Commercial beneficiaries: The immediate targeted healthcare applications herein represent emerging growth areas of scientific research. Magnetic particle imaging (MPI) is a novel technique with research currently not aimed at infectious disease, thus represents significant avenues for novel device innovation, unique to UK research. There are several proton beam therapy (PBT) facilities opening in the UK, however current capacity is still limited. Investigation into novel nanocomposites with tuneable material design will drive both scientific knowledge and advances in PBT technology, enhancing the economic competitiveness of the UK as a global leader in this field. Progressive I/O-NP development would lead to combinational diagnostics and therapy (theranostics) validation, as well as use in rapid, point-of-care diagnostic technology, each representing innovation in novel device development potential and precision medicine applications. The inherent novelty and diversity of the I/O-NP platform will invariably lead to significant IP generation within the timeframe of the fellowship, with novel device development and clinical application targeted for years 5-7. High market value is expected as the fundamental aims of nanomedicine technology represents significant growth markets both globally and in the UK. Both UoL and I have a history of strong and structured engagement with the industrial sector, which will be undertaken to ensure maximum commercial impact from the generation of IP. Impacts will be achieved through IP due diligence and protection, dissemination to global industry and charitable organisations and active industrial engagement through hosting of networking events and industrial visits. Future long-term value will be derived through device manufacturing potential and cross-sector growth of the versatile platform, creating opportunities for both spin-out company development (i.e. commercial nanomaterials or diagnostic device manufacturing) as well as IP licensing (i.e. PBT facility development).
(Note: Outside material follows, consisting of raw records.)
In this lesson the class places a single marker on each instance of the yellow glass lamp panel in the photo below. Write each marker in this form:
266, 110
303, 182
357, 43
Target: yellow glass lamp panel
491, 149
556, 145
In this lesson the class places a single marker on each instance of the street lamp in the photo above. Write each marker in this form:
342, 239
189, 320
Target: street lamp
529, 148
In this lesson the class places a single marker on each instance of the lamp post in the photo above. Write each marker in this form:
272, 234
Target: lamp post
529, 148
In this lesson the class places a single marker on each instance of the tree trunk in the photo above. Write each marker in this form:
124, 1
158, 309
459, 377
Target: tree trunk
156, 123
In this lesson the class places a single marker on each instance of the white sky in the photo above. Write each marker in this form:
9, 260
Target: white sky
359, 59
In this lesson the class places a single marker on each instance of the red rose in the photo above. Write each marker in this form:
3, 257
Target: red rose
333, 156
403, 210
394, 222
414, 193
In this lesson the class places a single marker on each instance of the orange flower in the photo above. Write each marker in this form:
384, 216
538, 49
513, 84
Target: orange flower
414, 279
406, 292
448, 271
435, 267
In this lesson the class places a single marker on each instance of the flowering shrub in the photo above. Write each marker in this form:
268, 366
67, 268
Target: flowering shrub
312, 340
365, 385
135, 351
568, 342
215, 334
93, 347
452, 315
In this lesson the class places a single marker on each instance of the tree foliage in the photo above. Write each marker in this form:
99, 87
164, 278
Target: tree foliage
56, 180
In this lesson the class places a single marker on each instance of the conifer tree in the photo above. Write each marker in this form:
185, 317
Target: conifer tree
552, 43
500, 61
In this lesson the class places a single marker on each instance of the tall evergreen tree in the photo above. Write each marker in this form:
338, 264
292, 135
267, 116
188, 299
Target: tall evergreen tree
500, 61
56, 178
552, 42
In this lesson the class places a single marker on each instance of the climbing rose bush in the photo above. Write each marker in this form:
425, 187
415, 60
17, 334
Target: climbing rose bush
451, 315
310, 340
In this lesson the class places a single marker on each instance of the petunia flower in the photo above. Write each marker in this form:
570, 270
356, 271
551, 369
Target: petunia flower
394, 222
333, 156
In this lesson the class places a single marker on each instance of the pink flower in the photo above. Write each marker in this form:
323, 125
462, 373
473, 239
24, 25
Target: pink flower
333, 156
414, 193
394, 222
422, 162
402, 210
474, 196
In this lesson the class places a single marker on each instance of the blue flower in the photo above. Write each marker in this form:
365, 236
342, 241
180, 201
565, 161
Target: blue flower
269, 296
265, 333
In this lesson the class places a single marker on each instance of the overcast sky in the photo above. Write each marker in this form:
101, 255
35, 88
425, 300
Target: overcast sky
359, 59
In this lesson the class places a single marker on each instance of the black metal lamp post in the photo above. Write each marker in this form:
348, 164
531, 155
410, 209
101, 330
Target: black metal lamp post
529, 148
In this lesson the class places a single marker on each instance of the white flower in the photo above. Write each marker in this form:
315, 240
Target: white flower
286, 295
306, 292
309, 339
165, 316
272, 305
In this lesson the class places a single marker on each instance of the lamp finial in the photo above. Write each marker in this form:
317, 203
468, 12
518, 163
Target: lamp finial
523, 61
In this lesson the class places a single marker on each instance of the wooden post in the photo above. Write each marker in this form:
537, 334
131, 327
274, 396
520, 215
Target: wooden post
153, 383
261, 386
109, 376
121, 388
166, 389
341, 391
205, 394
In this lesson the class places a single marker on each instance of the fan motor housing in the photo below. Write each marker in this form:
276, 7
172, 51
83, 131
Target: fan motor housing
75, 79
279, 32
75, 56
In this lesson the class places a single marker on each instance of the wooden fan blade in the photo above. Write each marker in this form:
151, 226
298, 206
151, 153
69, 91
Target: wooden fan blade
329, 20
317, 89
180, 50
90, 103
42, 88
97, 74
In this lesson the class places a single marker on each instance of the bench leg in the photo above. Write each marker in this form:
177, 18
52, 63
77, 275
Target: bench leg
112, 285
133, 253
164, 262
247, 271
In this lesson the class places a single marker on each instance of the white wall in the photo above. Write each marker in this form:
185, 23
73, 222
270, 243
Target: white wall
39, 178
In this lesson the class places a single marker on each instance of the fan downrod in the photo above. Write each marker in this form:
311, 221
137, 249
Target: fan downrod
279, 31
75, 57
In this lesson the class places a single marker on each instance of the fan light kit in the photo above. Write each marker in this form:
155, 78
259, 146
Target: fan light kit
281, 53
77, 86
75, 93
Public sector beneficiaries: Strategies targeting efficiency in drug prescription and discovery as well as PBT facility expansion towards patients travelling overseas and to those not suffering from radioresistant cancers will have significant health advantages to the individual as well as cost effectiveness for healthcare systems, such as the NHS. In the long-term, GP services will benefit from point-of-care systems for rapid detection and distinction between viral and bacterial infection during short GP consultation times, helping to combat rise in antimicrobial resistance and further providing cost savings for the NHS. To disseminate such impacts to the general public, school visits and outreach activities, such as the Pint of Science programme and the UoL realising opportunities programme, will be adopted, for which I have experience.